With goggles and hoods off, Hazel made sure she was sitting next to Rose. The lettering on the desk faded into the woodwork, her attention entirely on the in and out, in and out of Rose’s breathing. The hands of the clock reached a spot where they made a clunk-clunking noise and the wordless tune rose inside Hazel’s chest.
Rose’s face was covered in red marks. Hazel touched her own cheek and received a whack on the arm for it. Brother Nine was using his barbed switch. Rose flinched as the barb tugged on Hazel’s pale skin. Brother Nine gave her two for flinching.

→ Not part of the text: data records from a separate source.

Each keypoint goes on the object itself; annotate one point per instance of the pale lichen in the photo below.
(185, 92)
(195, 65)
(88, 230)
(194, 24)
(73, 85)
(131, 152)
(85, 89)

The Dolyhog’s words were not regular that day. Hazel found her ears paying attention for once. The Dolyhog was speaking of the Outside, of the Wailers, of the unnatural lives that must be Cleansed. Hazel wondered what unnatural things there were. She also wondered if Sister Two did something special to make her hair stand on end like that.
As Hazel absorbed the Dolyhog’s words, she thought that the Outside sounded better than switches and in and out, Sister Five and her lock and key. Just across the burning fields, maybe there was a real sea.
Rose was trembling beside Hazel.
Hazel slid her hand slowly along the bench, concealed by the folds of her cloak, like a snail creeping across the window pane in the night.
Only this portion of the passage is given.